I worked in the caretaking field. I helped adults with physical and cognitive disabilities in their daily life. Showered them, dressed them, put on their make up, fed them. During the Pandemic, lots of colleagues fell ill and missed work for two weeks, from one day to the next. Even those who were “contact cases” had to quarantine for 2 weeks by default, even if they tested negative.

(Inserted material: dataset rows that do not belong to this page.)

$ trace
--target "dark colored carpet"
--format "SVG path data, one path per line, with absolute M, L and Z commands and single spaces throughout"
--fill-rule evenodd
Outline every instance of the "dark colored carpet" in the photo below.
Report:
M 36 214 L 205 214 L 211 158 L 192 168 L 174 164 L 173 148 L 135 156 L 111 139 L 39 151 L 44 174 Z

During this time, my teamleader got pregnant and wasn't allowed to work on site anymore. And because we need our teamleader to be on site, a new one got appointed that role. That person was me. I felt flattered at first and had a sense of pride. I felt that it must mean I'd been doing a good job.
I didn't really get a much higher salary, but I did end up working 60 h weeks. What was my raise? $1.50 per hour. I worked my ass off, developed a severe case of insomna that required medication, and then suffered a Burnout.
I didn't get that promotion (solely) for doing a good job. I got the promotion because I was quite new to the work life, I had no idea about salaries, I was naive and gullible and the only thing I cared about was keeping up my performance. I was too worried about making a good impression to question the institution. The only thing they were looking for was an idiot who would do the job of two people basically for free, and let themselves be used as a doormat.
I wish I'd known that sooner, and I wish I didn't have to learn the hard way that work is not only about being seen as competent and hard-working, it's also a lot about protecting yourself from being exploited. I left that job as soon as I could and found something much better. I'm still stressed out, but that's just because of the nature of the field, and not because of the institution.